Github repo: https://github.com/Zote-the-Mighty-4o2/typed-sf.rs
Documentation: https://docs.rs/typed-sf/

lib.rs:

Type-level implementation of SF. Proving that type-system turing-complete. Highly inspired by this article.

Features

typed-sf supports "no_std" feature with limitations. Runtime representation of List's and [State][StateTrait]'s unavailable (they are using [Vec] to represent themselves).

Full list of unsupported features:

• [List::val()] (That includes [Nil] and Cons).
• RuntimeState.
• [StateTrait::val()] (That includes State and DefaultState).

Also where is "require_docs" feature which forbids undocumented pub items. If You want to contrubute, feel free to turn off this default feature.

How it works

First, there's some traits that i'm calling type-level enums ([Bit], List). Have a look at it:

enum Bit {
True,
False
}

impl Bit {
fn neg(self) -> Bit {
match self {
Bit::True => Bit::False,
Bit::False => Bit::True
}
}
}

assert_eq!(Bit::True, Bit::False.neg());
assert_eq!(Bit::False, Bit::True.neg());

trait Bit {
type Neg: Bit;
fn real() -> bool;
}
struct True;
struct False;

impl Bit for True {
type Neg = False;
fn real() -> bool { true }
}

impl Bit for False {
type Neg = True;
fn real() -> bool { false }
}

assert_eq!(True::real(), <False as Bit>::Neg::real());
assert_eq!(False::real(), <True as Bit>::Neg::real());

Of course, what's more bolierplate, but also instead of matching in runtime, compiler solves type-equasions in compile-time for us.
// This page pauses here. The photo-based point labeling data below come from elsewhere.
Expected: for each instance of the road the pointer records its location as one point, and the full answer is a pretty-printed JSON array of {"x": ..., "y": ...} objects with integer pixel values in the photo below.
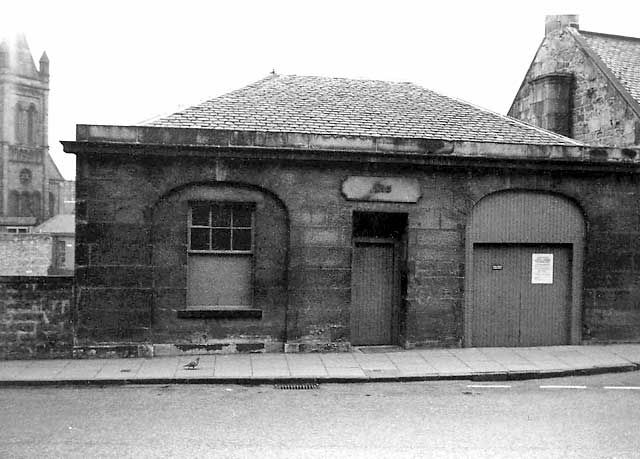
[{"x": 580, "y": 417}]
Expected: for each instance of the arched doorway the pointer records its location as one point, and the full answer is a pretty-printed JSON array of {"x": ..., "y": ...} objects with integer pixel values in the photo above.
[{"x": 524, "y": 252}]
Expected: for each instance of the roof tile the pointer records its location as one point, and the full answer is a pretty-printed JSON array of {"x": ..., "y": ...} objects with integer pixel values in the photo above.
[{"x": 340, "y": 106}]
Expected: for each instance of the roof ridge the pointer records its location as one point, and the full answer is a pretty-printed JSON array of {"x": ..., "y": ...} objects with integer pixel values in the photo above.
[
  {"x": 610, "y": 35},
  {"x": 510, "y": 119},
  {"x": 343, "y": 106},
  {"x": 606, "y": 70}
]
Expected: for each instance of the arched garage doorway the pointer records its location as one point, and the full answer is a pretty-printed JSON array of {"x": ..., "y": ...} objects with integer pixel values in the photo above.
[{"x": 524, "y": 255}]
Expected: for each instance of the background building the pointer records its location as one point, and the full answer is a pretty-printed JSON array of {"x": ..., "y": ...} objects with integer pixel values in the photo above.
[
  {"x": 584, "y": 85},
  {"x": 31, "y": 186},
  {"x": 319, "y": 213}
]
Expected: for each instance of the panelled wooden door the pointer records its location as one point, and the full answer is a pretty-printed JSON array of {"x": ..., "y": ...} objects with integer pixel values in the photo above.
[
  {"x": 516, "y": 304},
  {"x": 373, "y": 293}
]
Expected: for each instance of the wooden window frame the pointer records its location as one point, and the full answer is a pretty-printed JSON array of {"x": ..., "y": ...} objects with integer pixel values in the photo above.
[{"x": 228, "y": 204}]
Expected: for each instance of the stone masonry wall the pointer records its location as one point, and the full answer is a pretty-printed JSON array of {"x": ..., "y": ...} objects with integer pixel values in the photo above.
[
  {"x": 25, "y": 254},
  {"x": 115, "y": 198},
  {"x": 35, "y": 317},
  {"x": 600, "y": 116}
]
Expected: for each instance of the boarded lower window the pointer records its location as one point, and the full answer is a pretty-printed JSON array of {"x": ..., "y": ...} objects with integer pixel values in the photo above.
[{"x": 220, "y": 255}]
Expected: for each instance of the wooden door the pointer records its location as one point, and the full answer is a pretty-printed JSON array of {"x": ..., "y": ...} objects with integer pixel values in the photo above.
[
  {"x": 374, "y": 293},
  {"x": 521, "y": 295}
]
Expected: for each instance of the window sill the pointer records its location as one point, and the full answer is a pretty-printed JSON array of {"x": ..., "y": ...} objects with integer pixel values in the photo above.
[{"x": 222, "y": 313}]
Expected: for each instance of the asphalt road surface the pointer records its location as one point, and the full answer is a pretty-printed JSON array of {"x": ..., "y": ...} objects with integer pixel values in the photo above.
[{"x": 586, "y": 417}]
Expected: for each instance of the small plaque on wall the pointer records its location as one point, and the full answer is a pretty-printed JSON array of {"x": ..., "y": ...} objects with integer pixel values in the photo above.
[
  {"x": 542, "y": 268},
  {"x": 385, "y": 189}
]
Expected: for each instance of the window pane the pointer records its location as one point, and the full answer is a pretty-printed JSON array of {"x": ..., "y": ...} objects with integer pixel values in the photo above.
[
  {"x": 199, "y": 239},
  {"x": 200, "y": 215},
  {"x": 220, "y": 215},
  {"x": 242, "y": 217},
  {"x": 242, "y": 239},
  {"x": 220, "y": 239}
]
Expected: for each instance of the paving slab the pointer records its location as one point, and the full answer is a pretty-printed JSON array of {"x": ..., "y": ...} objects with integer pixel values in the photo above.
[
  {"x": 370, "y": 362},
  {"x": 158, "y": 368},
  {"x": 41, "y": 370},
  {"x": 85, "y": 369},
  {"x": 119, "y": 369},
  {"x": 269, "y": 366},
  {"x": 477, "y": 364},
  {"x": 631, "y": 352},
  {"x": 305, "y": 365},
  {"x": 233, "y": 366},
  {"x": 411, "y": 364},
  {"x": 346, "y": 373},
  {"x": 205, "y": 367},
  {"x": 602, "y": 356},
  {"x": 339, "y": 360},
  {"x": 445, "y": 364}
]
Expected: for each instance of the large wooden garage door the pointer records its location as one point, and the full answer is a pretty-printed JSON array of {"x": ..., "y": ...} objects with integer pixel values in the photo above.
[
  {"x": 373, "y": 293},
  {"x": 522, "y": 294}
]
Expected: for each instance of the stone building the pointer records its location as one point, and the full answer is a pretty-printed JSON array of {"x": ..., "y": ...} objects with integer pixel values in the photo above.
[
  {"x": 584, "y": 85},
  {"x": 308, "y": 213},
  {"x": 30, "y": 183}
]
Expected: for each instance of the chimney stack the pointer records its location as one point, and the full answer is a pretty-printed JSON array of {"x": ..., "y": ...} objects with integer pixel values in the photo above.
[{"x": 559, "y": 21}]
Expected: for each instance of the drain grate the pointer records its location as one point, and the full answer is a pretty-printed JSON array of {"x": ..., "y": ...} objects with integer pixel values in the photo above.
[{"x": 298, "y": 386}]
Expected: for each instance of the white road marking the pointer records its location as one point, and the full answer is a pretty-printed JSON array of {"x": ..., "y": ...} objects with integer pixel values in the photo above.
[
  {"x": 562, "y": 387},
  {"x": 491, "y": 386}
]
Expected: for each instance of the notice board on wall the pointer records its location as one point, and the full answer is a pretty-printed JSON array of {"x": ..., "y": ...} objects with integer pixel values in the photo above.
[{"x": 542, "y": 268}]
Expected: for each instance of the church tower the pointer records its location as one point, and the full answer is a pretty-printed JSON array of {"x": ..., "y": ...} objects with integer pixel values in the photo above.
[{"x": 29, "y": 180}]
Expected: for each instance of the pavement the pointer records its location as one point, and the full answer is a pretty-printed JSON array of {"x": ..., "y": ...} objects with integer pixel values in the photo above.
[{"x": 371, "y": 364}]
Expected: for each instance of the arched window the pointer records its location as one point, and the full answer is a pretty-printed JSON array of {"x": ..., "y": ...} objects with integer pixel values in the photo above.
[
  {"x": 36, "y": 204},
  {"x": 25, "y": 205},
  {"x": 14, "y": 203},
  {"x": 21, "y": 124},
  {"x": 52, "y": 204},
  {"x": 31, "y": 124}
]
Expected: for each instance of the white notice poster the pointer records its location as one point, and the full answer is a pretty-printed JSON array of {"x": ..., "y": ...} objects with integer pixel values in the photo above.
[{"x": 542, "y": 268}]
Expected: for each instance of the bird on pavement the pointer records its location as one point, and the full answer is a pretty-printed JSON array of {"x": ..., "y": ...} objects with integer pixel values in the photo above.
[{"x": 193, "y": 364}]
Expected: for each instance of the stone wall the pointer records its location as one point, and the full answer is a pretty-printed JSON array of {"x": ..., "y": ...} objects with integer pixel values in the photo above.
[
  {"x": 35, "y": 317},
  {"x": 599, "y": 115},
  {"x": 25, "y": 254},
  {"x": 119, "y": 281}
]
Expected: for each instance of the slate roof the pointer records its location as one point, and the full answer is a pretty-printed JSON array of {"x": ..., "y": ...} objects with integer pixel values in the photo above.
[
  {"x": 347, "y": 107},
  {"x": 621, "y": 55},
  {"x": 58, "y": 224}
]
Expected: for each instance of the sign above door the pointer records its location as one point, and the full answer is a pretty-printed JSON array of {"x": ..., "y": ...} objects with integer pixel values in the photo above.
[{"x": 384, "y": 189}]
To type-encode functions i'm using something like this:

#
// A and B are arguments to 'function'.
trait Call<A, B> { type Return; }

struct Sum;
struct Diff;

impl<A, B> Call<A, B> for Sum
where
A: Add<B>
{
type Return = <A as Add<B>>::Output;
}

impl<A, B> Call<A, B> for Diff
where
A: Sub<B>
{
type Return = <A as Sub<B>>::Output;
}

type Apply<A, Fn, B> = <Fn as Call<A, B>>::Return;

What we can use later as:

#
struct X;
struct Y;
struct XaddY;
struct XsubY;

impl Add<Y> for X {
type Output = XaddY;
}
impl Sub<Y> for X {
type Output = XsubY;
}

/* Add `::val() -> Self` function to all types...